Now, as the co-creator of the Conscious City Guide, she’s shaking up how people interact with spirituality by making the practice far more accessible. Whether readers want to practice consciousness—be it via healing, tea ceremonies, yoga, meditation, or other spiritual practices—alone or with a group, the guide provides listings for a multitude of events across the country.

In its essence, consciousness is an awareness of one’s internal and external being; by being more in touch with one’s self, one can be in touch with their thoughts, memories, feelings, sensations, and the environment they find themselves in throughout their everyday lives. The end result is meant to give oneself more control over one’s actions, acknowledgment of one’s thoughts, and control over the reactions to one’s emotions.

(L-R) Founders Mel Nahas & Kiki Falconer (Photo by Leia Marasovich)

Back when Nahas first started the guide in 2010, she was working in the music industry and content in her career—her foray into the world of consciousness was purely a passion project. It still is—but now the guide has become her entire career. This all came together when she applied everything she’s learned, experienced, and produced within the music business to an entirely new culture with the goal of making the experiences of consciousness more collective. The mechanisms of the music industry revolve around a collective experience, so by taking this to the consciousness community, she’s been able to bring its adherents together on a large scale.

And in 2019, Live Nation—the herculean entertainment company—came knocking. It ended up investing in the guide and helped launch it to an entirely new level of popularity. In the end, Nahas said she always saw her two “muses”—music and consciousness—coming together in this way.

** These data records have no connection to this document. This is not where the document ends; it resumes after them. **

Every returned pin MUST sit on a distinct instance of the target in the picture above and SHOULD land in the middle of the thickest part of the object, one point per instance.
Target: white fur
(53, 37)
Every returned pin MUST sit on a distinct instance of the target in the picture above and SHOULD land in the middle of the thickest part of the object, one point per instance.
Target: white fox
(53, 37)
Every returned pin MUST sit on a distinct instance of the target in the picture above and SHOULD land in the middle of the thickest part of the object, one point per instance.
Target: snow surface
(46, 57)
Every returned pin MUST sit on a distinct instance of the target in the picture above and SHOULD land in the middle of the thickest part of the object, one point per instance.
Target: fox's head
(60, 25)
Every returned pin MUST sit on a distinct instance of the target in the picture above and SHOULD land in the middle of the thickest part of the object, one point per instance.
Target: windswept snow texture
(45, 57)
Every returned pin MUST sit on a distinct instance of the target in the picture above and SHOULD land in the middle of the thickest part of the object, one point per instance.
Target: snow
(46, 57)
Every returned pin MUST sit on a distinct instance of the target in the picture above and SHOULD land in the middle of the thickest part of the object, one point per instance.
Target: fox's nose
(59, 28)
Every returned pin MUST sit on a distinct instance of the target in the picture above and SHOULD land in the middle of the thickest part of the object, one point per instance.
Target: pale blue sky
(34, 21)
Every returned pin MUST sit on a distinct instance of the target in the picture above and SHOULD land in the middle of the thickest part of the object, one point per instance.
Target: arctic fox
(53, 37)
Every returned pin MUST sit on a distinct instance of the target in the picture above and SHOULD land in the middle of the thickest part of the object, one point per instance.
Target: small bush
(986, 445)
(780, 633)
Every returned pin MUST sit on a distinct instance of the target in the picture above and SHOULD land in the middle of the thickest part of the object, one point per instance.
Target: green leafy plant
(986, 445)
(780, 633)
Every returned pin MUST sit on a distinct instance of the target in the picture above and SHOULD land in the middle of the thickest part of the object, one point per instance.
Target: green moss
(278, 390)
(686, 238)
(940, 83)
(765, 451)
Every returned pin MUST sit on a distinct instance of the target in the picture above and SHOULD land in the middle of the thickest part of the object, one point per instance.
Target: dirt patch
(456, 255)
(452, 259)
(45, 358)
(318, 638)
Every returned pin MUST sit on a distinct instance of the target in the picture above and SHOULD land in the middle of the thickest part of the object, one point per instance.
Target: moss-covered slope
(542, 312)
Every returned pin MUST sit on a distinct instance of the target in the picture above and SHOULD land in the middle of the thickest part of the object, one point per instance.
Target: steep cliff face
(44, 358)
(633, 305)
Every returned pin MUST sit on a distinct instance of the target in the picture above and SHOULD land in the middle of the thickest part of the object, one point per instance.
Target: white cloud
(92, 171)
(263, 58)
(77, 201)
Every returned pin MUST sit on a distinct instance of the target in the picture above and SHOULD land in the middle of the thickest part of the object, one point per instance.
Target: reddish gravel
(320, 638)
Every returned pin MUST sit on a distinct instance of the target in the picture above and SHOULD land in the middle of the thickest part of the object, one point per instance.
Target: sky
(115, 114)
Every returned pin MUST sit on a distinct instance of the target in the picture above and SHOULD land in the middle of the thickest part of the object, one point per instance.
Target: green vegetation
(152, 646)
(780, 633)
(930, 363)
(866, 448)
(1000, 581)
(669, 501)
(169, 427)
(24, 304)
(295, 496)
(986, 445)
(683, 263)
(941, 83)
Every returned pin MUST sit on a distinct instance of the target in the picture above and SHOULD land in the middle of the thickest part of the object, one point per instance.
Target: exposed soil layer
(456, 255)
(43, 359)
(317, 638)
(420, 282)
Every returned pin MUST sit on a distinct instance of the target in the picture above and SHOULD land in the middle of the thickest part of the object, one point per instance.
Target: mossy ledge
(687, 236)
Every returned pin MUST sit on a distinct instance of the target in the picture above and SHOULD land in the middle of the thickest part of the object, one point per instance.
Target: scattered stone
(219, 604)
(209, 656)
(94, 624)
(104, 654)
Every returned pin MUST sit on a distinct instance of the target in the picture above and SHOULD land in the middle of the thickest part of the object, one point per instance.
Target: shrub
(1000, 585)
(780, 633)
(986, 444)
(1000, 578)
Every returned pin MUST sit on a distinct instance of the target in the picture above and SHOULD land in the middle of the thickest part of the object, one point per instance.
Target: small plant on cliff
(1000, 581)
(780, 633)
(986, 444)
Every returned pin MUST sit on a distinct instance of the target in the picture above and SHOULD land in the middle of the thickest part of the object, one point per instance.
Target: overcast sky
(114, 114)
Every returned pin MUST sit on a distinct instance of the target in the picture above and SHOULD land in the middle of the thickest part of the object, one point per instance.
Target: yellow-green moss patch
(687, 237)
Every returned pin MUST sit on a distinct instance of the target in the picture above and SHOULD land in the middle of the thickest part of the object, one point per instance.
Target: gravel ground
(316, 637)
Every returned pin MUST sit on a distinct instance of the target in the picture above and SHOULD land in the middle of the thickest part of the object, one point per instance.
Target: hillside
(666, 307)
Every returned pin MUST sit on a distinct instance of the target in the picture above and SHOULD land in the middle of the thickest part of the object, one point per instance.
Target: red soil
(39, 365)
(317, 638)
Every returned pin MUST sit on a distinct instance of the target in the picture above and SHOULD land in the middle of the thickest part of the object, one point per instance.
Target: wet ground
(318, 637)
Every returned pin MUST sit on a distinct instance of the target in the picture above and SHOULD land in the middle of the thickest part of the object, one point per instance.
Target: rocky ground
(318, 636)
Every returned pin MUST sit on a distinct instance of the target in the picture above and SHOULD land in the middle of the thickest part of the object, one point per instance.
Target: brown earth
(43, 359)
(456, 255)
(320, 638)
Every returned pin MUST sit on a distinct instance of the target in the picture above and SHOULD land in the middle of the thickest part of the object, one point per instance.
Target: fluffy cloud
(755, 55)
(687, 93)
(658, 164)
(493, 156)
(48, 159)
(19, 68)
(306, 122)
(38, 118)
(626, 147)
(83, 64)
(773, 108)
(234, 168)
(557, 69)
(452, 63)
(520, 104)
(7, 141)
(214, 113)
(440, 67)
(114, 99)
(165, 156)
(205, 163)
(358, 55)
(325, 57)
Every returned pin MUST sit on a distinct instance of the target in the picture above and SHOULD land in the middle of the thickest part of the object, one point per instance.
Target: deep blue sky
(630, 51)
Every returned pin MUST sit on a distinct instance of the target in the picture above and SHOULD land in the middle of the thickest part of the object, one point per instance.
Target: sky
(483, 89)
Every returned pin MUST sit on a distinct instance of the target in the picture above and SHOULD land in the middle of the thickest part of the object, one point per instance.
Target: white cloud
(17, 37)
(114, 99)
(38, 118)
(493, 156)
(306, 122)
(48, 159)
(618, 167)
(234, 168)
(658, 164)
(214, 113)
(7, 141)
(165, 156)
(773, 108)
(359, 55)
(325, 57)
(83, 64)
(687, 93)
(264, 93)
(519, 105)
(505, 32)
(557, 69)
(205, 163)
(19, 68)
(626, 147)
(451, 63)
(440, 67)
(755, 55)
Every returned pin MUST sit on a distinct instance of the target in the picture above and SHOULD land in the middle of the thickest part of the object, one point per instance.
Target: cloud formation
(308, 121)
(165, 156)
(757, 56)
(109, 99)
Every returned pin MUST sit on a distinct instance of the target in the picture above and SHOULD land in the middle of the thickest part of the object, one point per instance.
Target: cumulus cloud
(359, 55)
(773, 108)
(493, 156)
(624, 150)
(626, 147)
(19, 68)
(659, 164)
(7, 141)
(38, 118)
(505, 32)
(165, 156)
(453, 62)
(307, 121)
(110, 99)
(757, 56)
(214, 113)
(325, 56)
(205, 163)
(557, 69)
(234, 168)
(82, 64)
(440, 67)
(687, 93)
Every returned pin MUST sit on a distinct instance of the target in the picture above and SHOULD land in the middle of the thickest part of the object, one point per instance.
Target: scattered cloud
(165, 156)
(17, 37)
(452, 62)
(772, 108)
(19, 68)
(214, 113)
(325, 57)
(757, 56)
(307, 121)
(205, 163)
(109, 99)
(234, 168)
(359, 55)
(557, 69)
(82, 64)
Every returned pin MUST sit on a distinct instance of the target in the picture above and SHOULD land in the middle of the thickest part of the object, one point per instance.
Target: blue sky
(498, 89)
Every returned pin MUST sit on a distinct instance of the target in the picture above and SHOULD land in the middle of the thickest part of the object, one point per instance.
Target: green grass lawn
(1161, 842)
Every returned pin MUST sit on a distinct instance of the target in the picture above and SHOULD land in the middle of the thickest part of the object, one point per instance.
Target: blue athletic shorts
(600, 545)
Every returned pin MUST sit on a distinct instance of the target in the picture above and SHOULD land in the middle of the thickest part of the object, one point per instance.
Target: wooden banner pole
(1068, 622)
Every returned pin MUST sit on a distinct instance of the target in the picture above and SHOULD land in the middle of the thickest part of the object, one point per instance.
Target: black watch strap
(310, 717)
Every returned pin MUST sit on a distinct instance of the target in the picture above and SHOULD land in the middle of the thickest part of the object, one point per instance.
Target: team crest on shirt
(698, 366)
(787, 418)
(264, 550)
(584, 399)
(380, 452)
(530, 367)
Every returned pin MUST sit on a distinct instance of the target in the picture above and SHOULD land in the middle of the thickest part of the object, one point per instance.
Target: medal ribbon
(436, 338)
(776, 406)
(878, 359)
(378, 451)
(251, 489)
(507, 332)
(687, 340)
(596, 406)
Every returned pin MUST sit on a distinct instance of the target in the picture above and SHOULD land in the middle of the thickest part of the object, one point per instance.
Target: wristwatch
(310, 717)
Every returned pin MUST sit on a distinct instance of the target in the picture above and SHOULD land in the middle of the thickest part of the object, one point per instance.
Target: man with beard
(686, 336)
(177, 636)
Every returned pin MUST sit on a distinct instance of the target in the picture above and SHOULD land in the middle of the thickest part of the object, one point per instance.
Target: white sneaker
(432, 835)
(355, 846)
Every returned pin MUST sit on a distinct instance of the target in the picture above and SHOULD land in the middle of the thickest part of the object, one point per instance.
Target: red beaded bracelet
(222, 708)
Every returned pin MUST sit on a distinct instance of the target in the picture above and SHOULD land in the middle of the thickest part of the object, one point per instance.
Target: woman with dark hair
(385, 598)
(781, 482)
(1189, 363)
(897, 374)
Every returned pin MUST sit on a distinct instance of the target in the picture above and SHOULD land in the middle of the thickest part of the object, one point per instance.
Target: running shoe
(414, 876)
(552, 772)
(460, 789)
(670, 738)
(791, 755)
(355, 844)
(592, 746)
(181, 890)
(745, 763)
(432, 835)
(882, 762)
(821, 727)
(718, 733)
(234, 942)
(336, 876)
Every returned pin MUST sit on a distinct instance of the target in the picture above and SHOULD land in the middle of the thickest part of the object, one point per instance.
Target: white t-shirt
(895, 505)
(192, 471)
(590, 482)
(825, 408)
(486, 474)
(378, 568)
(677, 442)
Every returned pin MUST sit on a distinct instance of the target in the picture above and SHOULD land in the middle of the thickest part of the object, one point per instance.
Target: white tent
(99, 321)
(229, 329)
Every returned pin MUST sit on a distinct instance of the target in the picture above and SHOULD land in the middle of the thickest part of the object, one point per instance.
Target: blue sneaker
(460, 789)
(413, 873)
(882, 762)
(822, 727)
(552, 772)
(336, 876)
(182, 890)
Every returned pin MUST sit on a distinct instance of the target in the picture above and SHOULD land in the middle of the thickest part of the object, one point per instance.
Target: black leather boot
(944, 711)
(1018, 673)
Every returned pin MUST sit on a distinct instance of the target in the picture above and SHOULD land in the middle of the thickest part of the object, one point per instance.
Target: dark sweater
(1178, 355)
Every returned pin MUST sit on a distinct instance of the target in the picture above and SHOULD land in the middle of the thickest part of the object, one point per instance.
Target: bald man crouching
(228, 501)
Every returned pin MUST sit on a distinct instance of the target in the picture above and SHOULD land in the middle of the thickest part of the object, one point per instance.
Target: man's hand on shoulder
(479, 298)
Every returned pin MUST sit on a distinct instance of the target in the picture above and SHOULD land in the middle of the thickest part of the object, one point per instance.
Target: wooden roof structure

“I always had an inkling that a partner and investor like Live Nation would totally make sense and I’m so grateful that they saw what we were doing as well,” Nahas said. “I would say that that the conscious community really embraced [Conscious City Guide]. They, too, wanted a platform to be able to promote what they were doing.”

Nahas and Falconer’s careers and projects hit a new peak when they were approached to curate a series of panels with Paramore’s Hayley Williams for Bonnaroo, under the banner “Sanctuary of Self Love”. During the panel, several celebrities spoke to an audience in the thousands who were there to learn more about the consciousness movement; notable speakers included Hayley Williams of Paramore, pop star Charli XCX, and legendary filmmaker and transcendental meditation champion David Lynch. Nahas described the moment as “thrilling.”

As her guide gains popularity, Nahas says she aims to stick to her core mission of bringing spirituality and self-empowerment back to their roots while still bolstering the movement. This aspect is deeply personal for her, she indicated, as it reflects her own personal work toward self-discovery—which she does not shy away from sharing widely.

“I did an Instagram post a while ago about how I didn’t come into my own Asian-ness…[until] the last five or seven years,” Nahas said. “It’s been a huge internalized racism journey for me. And I’m still on that journey.”

Such a journey of self-reflection is one that everyone should get to experience—and by all indications, Nahas is highly ambitious about getting people on board.

“I do hope that Conscious City Guide is opening [consciousness] up and making it more accessible to everyone,” she said. “Because we believe that what conscious culture stands for is community, self, and planet. And until all of those things are treated as one, there’s a lot of work to do.”